The holidays are not short on decadent drinks, but the Brandy Alexander has become a favorite in our book because of its directness. This drink is about chocolate and cream, and doesn’t really bother with much else. Brandy makes a brief appearance at the end, and nutmeg is awesome as usual, but the priorities of this recipe are clear. On the nose, it offers a decadent whiff of nutmeg and chocolate. On the tongue, it is basically all chocolate all the time, before finishing with a splash of fiery brandy. It’s a beautiful off-white color with a nice, frothy head. It shares similarities with several other creamy holiday drinks including Baltimore Eggnog, milk punch, and one of our in-house favorites: the stardust.

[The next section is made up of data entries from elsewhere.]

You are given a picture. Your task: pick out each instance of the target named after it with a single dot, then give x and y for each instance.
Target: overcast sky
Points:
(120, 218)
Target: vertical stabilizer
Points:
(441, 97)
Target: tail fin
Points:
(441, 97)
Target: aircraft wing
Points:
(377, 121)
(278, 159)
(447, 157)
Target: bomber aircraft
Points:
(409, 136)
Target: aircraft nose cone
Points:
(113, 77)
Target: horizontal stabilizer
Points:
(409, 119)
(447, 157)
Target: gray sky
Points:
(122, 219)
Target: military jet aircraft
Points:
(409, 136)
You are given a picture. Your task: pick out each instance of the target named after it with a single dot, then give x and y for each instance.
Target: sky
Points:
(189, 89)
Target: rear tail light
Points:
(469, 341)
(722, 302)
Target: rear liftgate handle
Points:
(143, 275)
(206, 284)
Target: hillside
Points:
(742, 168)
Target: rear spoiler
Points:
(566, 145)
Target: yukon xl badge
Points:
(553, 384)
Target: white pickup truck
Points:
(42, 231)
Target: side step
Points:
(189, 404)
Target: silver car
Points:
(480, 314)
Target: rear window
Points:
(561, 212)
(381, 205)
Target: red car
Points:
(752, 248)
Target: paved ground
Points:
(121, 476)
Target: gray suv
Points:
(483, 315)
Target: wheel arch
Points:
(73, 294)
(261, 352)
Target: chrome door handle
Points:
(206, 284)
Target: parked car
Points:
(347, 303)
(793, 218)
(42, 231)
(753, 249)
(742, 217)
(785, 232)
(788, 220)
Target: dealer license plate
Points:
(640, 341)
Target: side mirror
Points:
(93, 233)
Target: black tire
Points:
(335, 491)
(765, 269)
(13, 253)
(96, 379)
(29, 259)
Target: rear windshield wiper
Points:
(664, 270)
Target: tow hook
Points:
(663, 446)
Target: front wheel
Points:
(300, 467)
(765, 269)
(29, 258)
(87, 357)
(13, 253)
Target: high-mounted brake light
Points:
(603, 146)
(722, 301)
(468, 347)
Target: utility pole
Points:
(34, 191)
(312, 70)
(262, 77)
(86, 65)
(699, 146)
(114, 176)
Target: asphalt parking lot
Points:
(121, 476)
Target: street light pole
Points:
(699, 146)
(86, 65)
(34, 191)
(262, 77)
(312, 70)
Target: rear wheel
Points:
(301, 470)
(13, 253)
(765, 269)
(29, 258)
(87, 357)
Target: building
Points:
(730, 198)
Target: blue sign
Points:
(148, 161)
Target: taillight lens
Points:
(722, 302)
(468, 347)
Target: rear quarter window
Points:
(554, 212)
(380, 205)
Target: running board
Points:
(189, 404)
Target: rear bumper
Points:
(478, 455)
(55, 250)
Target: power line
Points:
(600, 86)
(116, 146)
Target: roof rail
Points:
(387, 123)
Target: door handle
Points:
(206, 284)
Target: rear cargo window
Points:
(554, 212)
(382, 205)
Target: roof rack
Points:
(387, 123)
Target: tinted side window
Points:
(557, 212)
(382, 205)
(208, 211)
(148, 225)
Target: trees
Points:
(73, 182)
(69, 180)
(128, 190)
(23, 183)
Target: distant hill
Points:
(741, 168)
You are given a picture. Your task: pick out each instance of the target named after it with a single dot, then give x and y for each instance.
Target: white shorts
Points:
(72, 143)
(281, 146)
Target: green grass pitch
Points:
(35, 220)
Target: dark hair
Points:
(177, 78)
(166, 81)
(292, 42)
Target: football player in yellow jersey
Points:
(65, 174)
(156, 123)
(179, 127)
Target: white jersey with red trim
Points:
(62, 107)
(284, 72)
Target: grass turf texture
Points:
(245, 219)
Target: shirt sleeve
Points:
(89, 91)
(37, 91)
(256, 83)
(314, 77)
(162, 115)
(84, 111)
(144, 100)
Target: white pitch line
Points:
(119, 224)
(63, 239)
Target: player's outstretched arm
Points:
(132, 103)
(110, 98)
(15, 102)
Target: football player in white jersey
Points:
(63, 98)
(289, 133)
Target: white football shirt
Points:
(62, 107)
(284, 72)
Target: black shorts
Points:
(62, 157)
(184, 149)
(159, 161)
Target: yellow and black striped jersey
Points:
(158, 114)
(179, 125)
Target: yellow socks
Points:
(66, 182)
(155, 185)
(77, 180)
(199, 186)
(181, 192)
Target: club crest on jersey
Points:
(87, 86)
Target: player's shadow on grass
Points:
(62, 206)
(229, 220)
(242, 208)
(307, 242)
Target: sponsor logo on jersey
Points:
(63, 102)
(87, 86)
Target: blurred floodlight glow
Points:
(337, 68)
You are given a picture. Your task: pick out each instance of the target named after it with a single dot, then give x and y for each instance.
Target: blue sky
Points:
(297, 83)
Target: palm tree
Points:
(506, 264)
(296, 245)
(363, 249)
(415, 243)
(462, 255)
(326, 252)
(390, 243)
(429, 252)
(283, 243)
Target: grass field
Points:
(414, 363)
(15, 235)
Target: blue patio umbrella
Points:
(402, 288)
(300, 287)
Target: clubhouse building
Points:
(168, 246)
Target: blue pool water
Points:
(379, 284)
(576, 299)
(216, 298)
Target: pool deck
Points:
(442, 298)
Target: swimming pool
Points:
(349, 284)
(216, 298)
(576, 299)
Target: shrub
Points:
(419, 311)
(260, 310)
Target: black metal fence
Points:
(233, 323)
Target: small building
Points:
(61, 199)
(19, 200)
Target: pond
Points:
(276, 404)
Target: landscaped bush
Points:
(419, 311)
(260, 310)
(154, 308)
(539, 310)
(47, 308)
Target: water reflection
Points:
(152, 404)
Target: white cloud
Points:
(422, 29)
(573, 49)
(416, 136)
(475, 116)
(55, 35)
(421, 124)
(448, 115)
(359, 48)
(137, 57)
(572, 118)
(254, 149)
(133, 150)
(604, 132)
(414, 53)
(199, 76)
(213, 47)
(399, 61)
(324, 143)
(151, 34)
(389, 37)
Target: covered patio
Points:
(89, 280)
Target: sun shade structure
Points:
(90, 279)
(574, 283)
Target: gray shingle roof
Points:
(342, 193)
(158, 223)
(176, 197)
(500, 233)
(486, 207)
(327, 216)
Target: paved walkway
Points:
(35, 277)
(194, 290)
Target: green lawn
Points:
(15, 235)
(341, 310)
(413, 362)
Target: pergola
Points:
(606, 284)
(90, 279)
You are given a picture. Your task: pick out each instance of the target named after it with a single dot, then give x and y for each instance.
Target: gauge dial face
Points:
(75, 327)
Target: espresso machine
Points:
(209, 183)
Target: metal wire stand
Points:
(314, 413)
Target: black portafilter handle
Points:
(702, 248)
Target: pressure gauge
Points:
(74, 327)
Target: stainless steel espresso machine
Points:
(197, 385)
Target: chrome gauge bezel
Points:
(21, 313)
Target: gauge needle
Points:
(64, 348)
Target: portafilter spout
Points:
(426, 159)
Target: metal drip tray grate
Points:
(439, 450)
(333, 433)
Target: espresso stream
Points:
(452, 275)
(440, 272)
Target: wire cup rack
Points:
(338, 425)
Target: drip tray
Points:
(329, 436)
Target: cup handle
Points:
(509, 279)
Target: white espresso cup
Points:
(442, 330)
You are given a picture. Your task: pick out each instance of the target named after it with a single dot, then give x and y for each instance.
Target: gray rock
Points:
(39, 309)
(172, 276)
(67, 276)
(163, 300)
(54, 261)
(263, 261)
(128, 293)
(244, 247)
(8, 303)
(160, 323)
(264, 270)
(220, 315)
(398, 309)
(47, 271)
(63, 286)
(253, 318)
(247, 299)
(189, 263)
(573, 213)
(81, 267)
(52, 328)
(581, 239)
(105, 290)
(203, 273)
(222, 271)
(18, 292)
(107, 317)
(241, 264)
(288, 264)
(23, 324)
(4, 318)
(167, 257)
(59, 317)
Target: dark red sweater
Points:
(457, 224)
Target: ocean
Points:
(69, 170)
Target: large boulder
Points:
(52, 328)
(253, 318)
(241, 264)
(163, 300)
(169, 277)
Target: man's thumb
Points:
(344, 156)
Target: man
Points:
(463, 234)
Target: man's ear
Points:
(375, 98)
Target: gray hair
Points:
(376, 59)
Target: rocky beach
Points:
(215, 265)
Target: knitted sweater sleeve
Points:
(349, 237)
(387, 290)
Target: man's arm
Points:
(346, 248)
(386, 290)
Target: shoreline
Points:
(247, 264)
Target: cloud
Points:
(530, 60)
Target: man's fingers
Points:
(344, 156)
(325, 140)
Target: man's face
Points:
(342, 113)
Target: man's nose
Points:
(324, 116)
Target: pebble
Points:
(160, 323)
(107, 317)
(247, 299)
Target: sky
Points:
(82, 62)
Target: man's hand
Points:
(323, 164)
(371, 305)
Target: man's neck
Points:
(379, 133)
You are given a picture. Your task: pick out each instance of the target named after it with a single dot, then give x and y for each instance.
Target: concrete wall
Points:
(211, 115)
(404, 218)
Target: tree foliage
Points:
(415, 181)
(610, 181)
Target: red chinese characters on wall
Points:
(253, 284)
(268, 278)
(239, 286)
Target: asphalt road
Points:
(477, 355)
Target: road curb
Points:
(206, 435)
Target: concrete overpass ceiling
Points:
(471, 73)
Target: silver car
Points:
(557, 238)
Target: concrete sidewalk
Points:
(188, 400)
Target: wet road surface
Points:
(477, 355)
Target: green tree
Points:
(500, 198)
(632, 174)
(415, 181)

Depending on your audience, different levels of booziness may be employed. The classic formulation uses equal parts, a ratio that might please some booze-o-phobic family members, but we wouldn’t make it that way for ourselves. We find it to be a bit too milky, and the brandy painfully absent. Gary Regan likes two ounces of brandy in this drink, which seems like a lot, but might work with a sweeter Creme de Cacao. We use the dryer Tempus Fugit Cacao, which does well with the ratios listed here. If you only have half and half, don’t sweat it. Cream does make a superior drink however, with a silky texture and hefty character. Milk, whether skim or whole, should be avoided here, as it tends to result in a beverage that tastes like alcoholic chocolate milk.